The very name of it is frightful, and I cannot understand how I have hitherto been able to write and utter it. The idea I attach to this hateful name is vague, undefined, and therefore more sinister. I construct and demolish in my mind continually its hideous scaffolding.

I dare not ask a question about it; yet it is dreadful not to know what it is, and how to act. I fancy there is a sort of hollow, and that you are laid on your face, and—

Ah, my hair will be white before my head falls!

TWENTY-SEVENTH PAPER.

I HAD a glimpse of it once. I was passing by the Grêve in a carriage, about eleven o’clock, one morning, when a crowd impeded our progress. I looked out of the window; a dense throng of men, women, and children filled the place and the neighbouring streets. Above the crowd I saw a kind of frame of red wood, which three men were building. I turned away my head with disgust. Close to the carriage there was a woman who said to a child, “Now, look! the axe slides badly; they are going to grease the slide with a candle-end.”

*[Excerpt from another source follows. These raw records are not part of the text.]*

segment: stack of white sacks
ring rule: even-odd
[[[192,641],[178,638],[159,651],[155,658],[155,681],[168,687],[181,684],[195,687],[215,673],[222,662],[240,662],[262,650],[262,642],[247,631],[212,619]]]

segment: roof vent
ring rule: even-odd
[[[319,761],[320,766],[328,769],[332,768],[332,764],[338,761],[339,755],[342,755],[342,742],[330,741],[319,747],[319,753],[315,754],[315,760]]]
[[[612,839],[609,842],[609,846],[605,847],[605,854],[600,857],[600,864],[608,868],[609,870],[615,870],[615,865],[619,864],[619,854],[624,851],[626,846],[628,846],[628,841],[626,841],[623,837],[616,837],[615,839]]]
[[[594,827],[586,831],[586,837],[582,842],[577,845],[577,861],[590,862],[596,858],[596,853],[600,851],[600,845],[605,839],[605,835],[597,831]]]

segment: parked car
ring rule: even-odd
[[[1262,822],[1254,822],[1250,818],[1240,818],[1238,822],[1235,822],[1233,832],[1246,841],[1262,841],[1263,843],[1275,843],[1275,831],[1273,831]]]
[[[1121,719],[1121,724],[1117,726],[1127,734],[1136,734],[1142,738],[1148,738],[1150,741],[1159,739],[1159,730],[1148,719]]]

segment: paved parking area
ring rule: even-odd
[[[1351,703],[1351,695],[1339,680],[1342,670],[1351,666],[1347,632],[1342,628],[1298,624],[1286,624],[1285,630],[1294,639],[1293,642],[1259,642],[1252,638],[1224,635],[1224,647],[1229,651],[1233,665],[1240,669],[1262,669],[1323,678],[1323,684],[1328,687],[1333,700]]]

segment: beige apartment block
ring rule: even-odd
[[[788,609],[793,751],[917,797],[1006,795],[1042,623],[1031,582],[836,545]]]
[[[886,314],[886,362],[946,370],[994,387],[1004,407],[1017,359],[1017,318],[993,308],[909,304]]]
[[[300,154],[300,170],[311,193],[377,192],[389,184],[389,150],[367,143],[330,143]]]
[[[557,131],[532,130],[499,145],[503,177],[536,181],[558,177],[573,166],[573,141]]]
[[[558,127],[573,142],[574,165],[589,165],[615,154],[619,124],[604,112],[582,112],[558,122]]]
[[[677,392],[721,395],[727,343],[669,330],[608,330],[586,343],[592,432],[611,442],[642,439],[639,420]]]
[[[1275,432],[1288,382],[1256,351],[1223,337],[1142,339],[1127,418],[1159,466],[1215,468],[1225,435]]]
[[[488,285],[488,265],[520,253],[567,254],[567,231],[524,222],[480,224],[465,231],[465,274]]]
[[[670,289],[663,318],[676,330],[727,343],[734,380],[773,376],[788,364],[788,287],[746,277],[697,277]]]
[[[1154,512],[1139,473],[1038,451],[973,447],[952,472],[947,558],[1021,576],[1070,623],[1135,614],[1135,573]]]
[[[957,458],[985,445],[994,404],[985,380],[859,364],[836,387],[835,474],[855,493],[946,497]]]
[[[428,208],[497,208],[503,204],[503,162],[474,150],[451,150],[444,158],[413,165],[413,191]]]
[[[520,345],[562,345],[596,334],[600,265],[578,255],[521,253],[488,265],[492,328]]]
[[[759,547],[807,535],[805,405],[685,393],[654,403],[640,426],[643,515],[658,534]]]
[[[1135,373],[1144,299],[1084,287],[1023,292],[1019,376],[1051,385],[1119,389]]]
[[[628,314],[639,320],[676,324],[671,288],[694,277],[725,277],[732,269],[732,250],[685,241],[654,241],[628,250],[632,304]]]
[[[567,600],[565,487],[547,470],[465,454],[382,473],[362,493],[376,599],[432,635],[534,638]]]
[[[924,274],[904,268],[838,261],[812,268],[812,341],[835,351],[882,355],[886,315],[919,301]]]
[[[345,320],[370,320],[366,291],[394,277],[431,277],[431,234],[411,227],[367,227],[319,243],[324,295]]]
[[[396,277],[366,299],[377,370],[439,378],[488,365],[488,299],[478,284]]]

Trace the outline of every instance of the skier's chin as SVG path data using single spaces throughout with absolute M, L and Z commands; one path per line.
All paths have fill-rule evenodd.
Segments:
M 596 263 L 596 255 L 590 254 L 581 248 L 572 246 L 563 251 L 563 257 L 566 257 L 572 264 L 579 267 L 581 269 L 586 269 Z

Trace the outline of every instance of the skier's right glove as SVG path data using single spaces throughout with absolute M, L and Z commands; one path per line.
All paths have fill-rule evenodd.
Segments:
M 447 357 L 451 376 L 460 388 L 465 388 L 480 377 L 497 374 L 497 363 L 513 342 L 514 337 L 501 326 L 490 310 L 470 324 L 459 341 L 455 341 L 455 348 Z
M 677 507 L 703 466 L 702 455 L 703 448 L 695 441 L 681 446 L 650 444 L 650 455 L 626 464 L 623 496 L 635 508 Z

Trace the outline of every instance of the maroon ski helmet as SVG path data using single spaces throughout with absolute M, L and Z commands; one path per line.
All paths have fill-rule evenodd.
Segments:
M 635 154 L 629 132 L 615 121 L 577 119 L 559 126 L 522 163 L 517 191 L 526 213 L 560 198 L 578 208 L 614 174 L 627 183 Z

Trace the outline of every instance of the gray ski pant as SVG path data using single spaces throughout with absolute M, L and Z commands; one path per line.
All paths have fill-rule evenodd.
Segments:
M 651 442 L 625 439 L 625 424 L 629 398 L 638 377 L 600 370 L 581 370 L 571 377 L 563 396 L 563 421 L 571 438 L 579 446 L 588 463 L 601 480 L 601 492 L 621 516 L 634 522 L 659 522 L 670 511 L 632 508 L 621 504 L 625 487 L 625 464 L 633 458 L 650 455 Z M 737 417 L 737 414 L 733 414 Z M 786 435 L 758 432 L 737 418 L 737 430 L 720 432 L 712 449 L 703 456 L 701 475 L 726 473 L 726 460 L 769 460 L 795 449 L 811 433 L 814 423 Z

They are probably doing the same now. Eleven o’clock has just struck. No doubt they are greasing the slide.

Oh, unhappy creature! this time I shall not turn away my head.

TWENTY-EIGHTH PAPER.

OH for a pardon! My reprieve! Perhaps I shall be pardoned. The King has no dislike to me. I wish to see my lawyer! He was right, and I should prefer the galleys. Five years of the galleys,—nay, twenty years, or even the galleys for life. Yes, and to be branded with letters! But it would let me have a reprieve of my life! A galley-slave can move, come and go, and see the sunshine.

Oh! I must see my lawyer; he shall discover some new plea to urge in mitigation of my sentence.